La demanda no hace mención a un monto preciso de compensación para las víctimas e indica que esa cifra debe ser establecida durante el juicio.

 

Estudio de Yale complica a la ONU

Un estudio de la prestigiosa universidad estadounidense de Yale dado a conocer en agosto confirmó la responsabilidad de los cascos azules nepaleses en la epidemia.
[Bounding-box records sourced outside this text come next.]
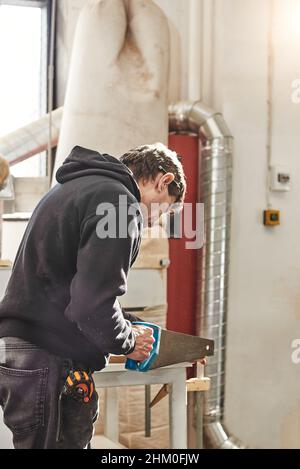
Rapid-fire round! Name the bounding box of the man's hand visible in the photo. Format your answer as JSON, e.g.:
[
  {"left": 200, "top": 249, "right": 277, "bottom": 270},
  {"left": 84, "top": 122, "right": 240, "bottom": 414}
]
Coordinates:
[{"left": 126, "top": 324, "right": 154, "bottom": 362}]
Una investigación anterior de 2011 había llegado a la misma conclusión.

El estudio de estudiantes y profesores de Yale especializados en derecho y salud pública recomendaba a Naciones Unidas aceptar las demandas de las víctimas y tomar medidas para prevenir otras catástrofes de este tipo en el mundo.

Los investigadores reconocieron que según los términos de la carta de Naciones Unidas y la Convención sobre los privilegios e inmunidad de la ONU de 1946, la organización “está exenta de toda denuncia ante la mayoría de las jurisdicciones nacionales e internacionales”.

Pero hicieron valer sin embargo que a raíz de esa misma inmunidad, la ONU debería cerrar acuerdos con los países en los que hay estacionados cascos azules para asumir su responsabilidad en caso de que su personal cause daños a la población local.